Saturday, April 23, 2011

when days are holy

most of christendom, especially those in the catholic religion, is well on the way to completing the celebration of the Holy Week. it began last monday and will culminate this easter sunday. it is traditionally a commemoration of the passion of the Christ, Jesus, from the time he entered jerusalem, to the crucifixion and then easter, or Jesus' rising from the dead.

much has changed now in the remembrance of these holy days. the kids of today have already lost the essence, the spirituality, that is supposed to mark these days. perhaps, we adults are to blame because we also have not fully kept the essence of the traditions. i am not talking only of those in christendom. i am also referring to those other religions that observe holy days. traditions are really difficult to preserve now. much is lost from generation to generation. the rituals, the acts, the accoutrements, may be there but the inner message, the inner meaning, the relevance to people's lives are so much reduced. of course, these rituals to have meaning must be internalized individually. what is most important to get this done is for people who have been inured in these traditions and rituals to guide others in the internalization of these so that they will find meaning and value with these in their own lives and in turn bequeath these to others as well.
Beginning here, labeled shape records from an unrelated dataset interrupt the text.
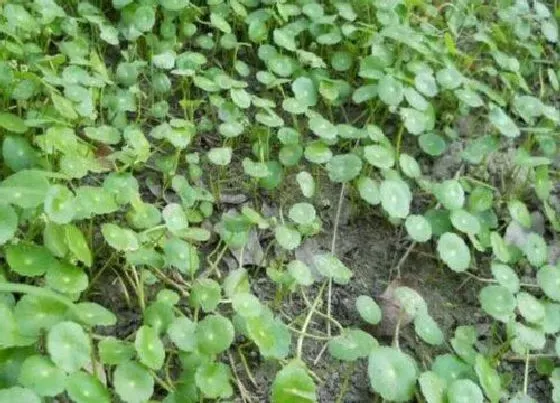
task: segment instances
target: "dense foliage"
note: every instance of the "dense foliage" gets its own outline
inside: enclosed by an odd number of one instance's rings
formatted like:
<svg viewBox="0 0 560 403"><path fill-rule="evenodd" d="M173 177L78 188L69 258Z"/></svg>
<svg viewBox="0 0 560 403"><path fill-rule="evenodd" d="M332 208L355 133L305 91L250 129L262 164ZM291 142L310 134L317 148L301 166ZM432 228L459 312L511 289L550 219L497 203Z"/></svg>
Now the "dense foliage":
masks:
<svg viewBox="0 0 560 403"><path fill-rule="evenodd" d="M531 402L533 365L560 401L559 17L536 0L0 2L0 403L246 399L240 344L274 363L272 402L311 402L309 339L367 360L388 401ZM330 252L294 256L324 231L327 184L482 280L495 339L444 334L406 286L392 345L362 330L373 295L342 327L339 214ZM225 204L230 186L249 201ZM140 313L125 334L114 298ZM404 326L447 352L417 361ZM524 390L499 371L512 355Z"/></svg>

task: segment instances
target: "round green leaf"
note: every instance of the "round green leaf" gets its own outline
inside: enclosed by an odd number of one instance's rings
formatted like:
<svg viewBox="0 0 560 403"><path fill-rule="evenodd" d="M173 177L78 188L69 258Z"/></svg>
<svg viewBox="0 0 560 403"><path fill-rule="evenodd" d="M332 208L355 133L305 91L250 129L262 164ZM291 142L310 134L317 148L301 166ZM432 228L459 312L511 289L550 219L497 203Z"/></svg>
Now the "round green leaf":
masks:
<svg viewBox="0 0 560 403"><path fill-rule="evenodd" d="M238 293L231 297L233 310L243 317L256 317L262 312L262 306L257 297L249 293Z"/></svg>
<svg viewBox="0 0 560 403"><path fill-rule="evenodd" d="M39 171L19 171L0 183L0 200L22 208L42 204L49 191L49 181Z"/></svg>
<svg viewBox="0 0 560 403"><path fill-rule="evenodd" d="M443 332L427 312L420 311L414 317L414 331L428 344L440 345L444 341Z"/></svg>
<svg viewBox="0 0 560 403"><path fill-rule="evenodd" d="M484 396L476 383L470 379L458 379L447 389L449 403L483 403Z"/></svg>
<svg viewBox="0 0 560 403"><path fill-rule="evenodd" d="M405 153L399 155L399 167L409 178L417 178L421 174L420 165L418 165L416 159Z"/></svg>
<svg viewBox="0 0 560 403"><path fill-rule="evenodd" d="M0 390L0 403L41 403L41 398L32 390L19 386Z"/></svg>
<svg viewBox="0 0 560 403"><path fill-rule="evenodd" d="M360 174L362 160L355 154L335 155L326 168L332 182L349 182Z"/></svg>
<svg viewBox="0 0 560 403"><path fill-rule="evenodd" d="M288 273L290 273L296 284L304 287L308 287L313 284L311 269L300 260L292 260L288 263Z"/></svg>
<svg viewBox="0 0 560 403"><path fill-rule="evenodd" d="M222 289L215 280L205 278L197 280L191 290L190 302L195 308L204 312L212 312L220 303Z"/></svg>
<svg viewBox="0 0 560 403"><path fill-rule="evenodd" d="M544 319L544 305L531 294L520 292L516 296L517 309L528 322L540 323Z"/></svg>
<svg viewBox="0 0 560 403"><path fill-rule="evenodd" d="M445 382L432 371L423 372L418 378L426 403L444 402Z"/></svg>
<svg viewBox="0 0 560 403"><path fill-rule="evenodd" d="M159 339L156 329L151 326L140 326L136 331L134 347L138 359L148 368L158 370L165 360L165 348Z"/></svg>
<svg viewBox="0 0 560 403"><path fill-rule="evenodd" d="M412 357L390 347L379 347L369 355L371 387L383 399L408 401L414 396L418 370Z"/></svg>
<svg viewBox="0 0 560 403"><path fill-rule="evenodd" d="M404 98L403 85L400 81L389 75L383 76L383 78L379 80L377 93L379 99L392 107L397 107Z"/></svg>
<svg viewBox="0 0 560 403"><path fill-rule="evenodd" d="M478 299L484 312L504 323L509 321L516 306L511 291L501 285L484 287Z"/></svg>
<svg viewBox="0 0 560 403"><path fill-rule="evenodd" d="M465 203L465 192L463 187L456 180L446 180L436 192L438 201L447 210L457 210Z"/></svg>
<svg viewBox="0 0 560 403"><path fill-rule="evenodd" d="M91 360L89 337L74 322L60 322L51 327L47 350L56 366L66 372L75 372Z"/></svg>
<svg viewBox="0 0 560 403"><path fill-rule="evenodd" d="M527 241L523 247L523 252L534 267L542 266L548 258L548 248L546 242L535 232L531 232L527 237Z"/></svg>
<svg viewBox="0 0 560 403"><path fill-rule="evenodd" d="M68 396L76 403L110 403L111 395L97 377L83 371L75 372L66 382Z"/></svg>
<svg viewBox="0 0 560 403"><path fill-rule="evenodd" d="M280 246L287 250L297 248L301 243L301 234L287 225L279 225L274 230L274 237Z"/></svg>
<svg viewBox="0 0 560 403"><path fill-rule="evenodd" d="M367 162L377 168L389 169L395 165L394 153L388 148L380 145L365 146L364 158Z"/></svg>
<svg viewBox="0 0 560 403"><path fill-rule="evenodd" d="M233 394L229 366L221 362L207 362L196 369L196 386L208 399L228 398Z"/></svg>
<svg viewBox="0 0 560 403"><path fill-rule="evenodd" d="M181 316L169 325L167 335L180 350L192 352L196 349L195 329L196 323Z"/></svg>
<svg viewBox="0 0 560 403"><path fill-rule="evenodd" d="M101 362L108 365L117 365L131 360L135 350L131 343L118 340L112 336L106 337L97 345Z"/></svg>
<svg viewBox="0 0 560 403"><path fill-rule="evenodd" d="M378 346L377 341L359 329L344 329L340 336L329 341L329 353L341 361L356 361L367 357Z"/></svg>
<svg viewBox="0 0 560 403"><path fill-rule="evenodd" d="M163 244L165 262L185 274L193 274L200 267L200 258L194 246L179 238L170 238Z"/></svg>
<svg viewBox="0 0 560 403"><path fill-rule="evenodd" d="M40 276L47 268L58 265L53 255L43 246L19 243L9 245L5 250L8 265L22 276Z"/></svg>
<svg viewBox="0 0 560 403"><path fill-rule="evenodd" d="M117 365L113 385L117 395L126 403L145 402L154 393L154 378L134 361Z"/></svg>
<svg viewBox="0 0 560 403"><path fill-rule="evenodd" d="M467 234L478 234L481 230L478 218L463 209L453 210L450 215L451 224L461 232Z"/></svg>
<svg viewBox="0 0 560 403"><path fill-rule="evenodd" d="M296 203L290 208L288 217L296 224L311 224L315 221L315 207L309 203Z"/></svg>
<svg viewBox="0 0 560 403"><path fill-rule="evenodd" d="M511 267L501 263L492 263L490 269L499 285L506 287L512 293L519 291L519 277Z"/></svg>
<svg viewBox="0 0 560 403"><path fill-rule="evenodd" d="M0 245L4 245L16 234L18 217L9 204L0 205Z"/></svg>
<svg viewBox="0 0 560 403"><path fill-rule="evenodd" d="M39 396L54 397L65 388L66 374L48 357L32 355L21 365L19 382Z"/></svg>
<svg viewBox="0 0 560 403"><path fill-rule="evenodd" d="M233 342L234 330L231 322L222 315L208 315L195 330L198 349L204 354L219 354Z"/></svg>
<svg viewBox="0 0 560 403"><path fill-rule="evenodd" d="M410 211L412 194L408 184L402 180L391 179L381 182L381 206L391 218L406 218Z"/></svg>
<svg viewBox="0 0 560 403"><path fill-rule="evenodd" d="M406 217L404 225L408 236L416 242L426 242L432 237L432 226L422 215L409 215Z"/></svg>
<svg viewBox="0 0 560 403"><path fill-rule="evenodd" d="M379 192L379 184L367 176L358 178L358 192L360 197L371 205L381 202L381 193Z"/></svg>
<svg viewBox="0 0 560 403"><path fill-rule="evenodd" d="M546 296L554 301L560 301L560 268L544 266L537 272L537 283Z"/></svg>
<svg viewBox="0 0 560 403"><path fill-rule="evenodd" d="M356 299L356 308L362 319L367 323L377 325L381 322L381 308L379 308L379 305L377 305L373 298L367 295L360 295Z"/></svg>
<svg viewBox="0 0 560 403"><path fill-rule="evenodd" d="M437 251L441 260L453 271L464 271L471 263L471 253L465 241L452 232L446 232L439 238Z"/></svg>
<svg viewBox="0 0 560 403"><path fill-rule="evenodd" d="M348 284L352 277L350 269L330 253L315 255L313 263L321 275L332 278L337 284Z"/></svg>
<svg viewBox="0 0 560 403"><path fill-rule="evenodd" d="M273 403L310 403L316 400L315 383L301 361L292 361L276 373L272 383Z"/></svg>
<svg viewBox="0 0 560 403"><path fill-rule="evenodd" d="M129 229L121 228L113 223L101 226L101 233L110 247L118 251L132 251L139 248L136 234Z"/></svg>

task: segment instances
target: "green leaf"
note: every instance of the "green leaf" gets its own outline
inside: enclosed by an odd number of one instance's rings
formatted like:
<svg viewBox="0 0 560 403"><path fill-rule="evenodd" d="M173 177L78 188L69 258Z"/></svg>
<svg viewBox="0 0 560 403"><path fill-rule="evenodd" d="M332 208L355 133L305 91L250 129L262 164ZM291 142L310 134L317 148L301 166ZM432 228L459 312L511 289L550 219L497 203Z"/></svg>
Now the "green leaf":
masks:
<svg viewBox="0 0 560 403"><path fill-rule="evenodd" d="M451 211L451 223L456 230L466 234L478 234L481 230L478 218L463 209Z"/></svg>
<svg viewBox="0 0 560 403"><path fill-rule="evenodd" d="M275 32L278 30L275 30ZM307 77L298 77L292 82L294 97L307 106L317 104L317 89L313 80Z"/></svg>
<svg viewBox="0 0 560 403"><path fill-rule="evenodd" d="M305 197L313 197L313 194L315 193L315 180L309 172L299 172L296 175L296 182L299 185L301 193Z"/></svg>
<svg viewBox="0 0 560 403"><path fill-rule="evenodd" d="M5 251L10 268L22 276L40 276L47 268L57 266L56 259L43 246L19 243L6 246Z"/></svg>
<svg viewBox="0 0 560 403"><path fill-rule="evenodd" d="M204 354L219 354L229 348L234 338L231 322L222 315L208 315L195 330L198 349Z"/></svg>
<svg viewBox="0 0 560 403"><path fill-rule="evenodd" d="M206 362L196 369L196 386L208 399L228 398L233 394L230 367L221 362Z"/></svg>
<svg viewBox="0 0 560 403"><path fill-rule="evenodd" d="M0 204L0 246L12 239L17 231L18 216L9 204Z"/></svg>
<svg viewBox="0 0 560 403"><path fill-rule="evenodd" d="M136 331L134 348L140 362L148 368L158 370L163 366L165 349L153 327L140 326Z"/></svg>
<svg viewBox="0 0 560 403"><path fill-rule="evenodd" d="M444 181L437 189L436 197L447 210L460 209L465 203L463 186L454 179Z"/></svg>
<svg viewBox="0 0 560 403"><path fill-rule="evenodd" d="M66 381L66 391L76 403L110 403L111 395L96 376L75 372Z"/></svg>
<svg viewBox="0 0 560 403"><path fill-rule="evenodd" d="M501 285L484 287L478 298L484 312L504 323L509 321L516 306L511 291Z"/></svg>
<svg viewBox="0 0 560 403"><path fill-rule="evenodd" d="M332 278L337 284L348 284L352 277L352 271L330 253L315 255L313 263L321 275Z"/></svg>
<svg viewBox="0 0 560 403"><path fill-rule="evenodd" d="M543 266L537 272L537 283L545 295L554 301L560 301L560 268Z"/></svg>
<svg viewBox="0 0 560 403"><path fill-rule="evenodd" d="M311 269L300 260L292 260L288 263L288 273L290 273L296 284L303 285L305 287L313 284Z"/></svg>
<svg viewBox="0 0 560 403"><path fill-rule="evenodd" d="M420 311L414 317L414 331L422 340L431 345L443 343L443 332L427 312Z"/></svg>
<svg viewBox="0 0 560 403"><path fill-rule="evenodd" d="M341 361L367 357L377 346L377 341L369 333L359 329L344 329L328 343L329 353Z"/></svg>
<svg viewBox="0 0 560 403"><path fill-rule="evenodd" d="M421 175L420 165L418 165L414 157L408 154L401 153L401 155L399 155L399 167L409 178L417 178Z"/></svg>
<svg viewBox="0 0 560 403"><path fill-rule="evenodd" d="M243 317L256 317L262 312L262 306L257 297L250 293L238 293L231 297L233 310Z"/></svg>
<svg viewBox="0 0 560 403"><path fill-rule="evenodd" d="M422 215L409 215L406 217L404 225L408 236L416 242L426 242L432 237L432 226Z"/></svg>
<svg viewBox="0 0 560 403"><path fill-rule="evenodd" d="M66 372L76 372L91 360L89 337L74 322L60 322L51 327L47 350L56 366Z"/></svg>
<svg viewBox="0 0 560 403"><path fill-rule="evenodd" d="M447 389L449 403L483 403L484 396L476 383L470 379L458 379Z"/></svg>
<svg viewBox="0 0 560 403"><path fill-rule="evenodd" d="M400 81L385 75L377 85L379 99L391 107L397 107L404 98L404 89Z"/></svg>
<svg viewBox="0 0 560 403"><path fill-rule="evenodd" d="M87 288L89 281L82 268L61 261L47 269L45 282L53 290L63 294L77 295Z"/></svg>
<svg viewBox="0 0 560 403"><path fill-rule="evenodd" d="M498 371L493 368L482 354L477 354L474 370L484 393L491 402L498 402L502 397L502 380Z"/></svg>
<svg viewBox="0 0 560 403"><path fill-rule="evenodd" d="M517 309L527 322L539 324L545 316L544 305L534 296L526 292L516 295Z"/></svg>
<svg viewBox="0 0 560 403"><path fill-rule="evenodd" d="M134 346L128 342L118 340L112 336L106 337L97 345L99 358L102 363L117 365L127 362L134 357Z"/></svg>
<svg viewBox="0 0 560 403"><path fill-rule="evenodd" d="M167 335L180 350L192 352L196 350L195 329L196 323L182 316L169 325Z"/></svg>
<svg viewBox="0 0 560 403"><path fill-rule="evenodd" d="M27 131L27 126L23 119L8 112L0 112L0 127L9 132L18 134Z"/></svg>
<svg viewBox="0 0 560 403"><path fill-rule="evenodd" d="M531 214L525 203L519 200L510 200L508 202L508 210L511 218L516 220L525 228L531 228Z"/></svg>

when i was kid and even well up to my early university years, i was constantly exposed to the catholic traditions and rituals that my paternal grandmother was practicing especially during the holy week. she was a very religious person and i can sense her deep and sincere spirituality. since i exhibited genuine interest in what she was doing she made it her duty to teach me these traditions and rituals. she explained the meaning and the relevance of these to a person's life as she understood it and perhaps as what was bequeathed to her likewise by her old folks. i tried hard to imbibe these lessons. i tried to internalize all these. however, as time passed on and i was exposed to other spiritual modes of thinking and points of view, my internalization and interpretation of these traditions veered to a different path. yet, though i followed a path different from hers, the value and meaning of these traditions and rituals were never reduced as far as i am concerned. up to this time, these greatly help me internally as i face the tests of life. i thank my grandmother for imparting to me these valuable lessons. i will, in turn, find my own little way in bequeathing these to others.

times have changed now.

holy days are now holidays.

more people are wont now to celebrate these days in pursuing the "glamour of the outer life". that is why beaches are teeming with people during these times, and parties are being staged left and right where people lose themselves in sensual pleasure. the "glamour of the outer life", the enticement of  the "life of the senses" is so strong and it has greatly eroded or diminished the meaning and the spiritual value of the traditions and rituals.

the traditions and rituals are there to make us remember. the days that are marked as holy days were reserved for us to have time to rethink and reevaluate ourselves, to relearn what is true and what is important, to realize that the "glamour of the outer life" is a fleeting thing,

to affirm that if we declare so, each day of our life is a Holy Day.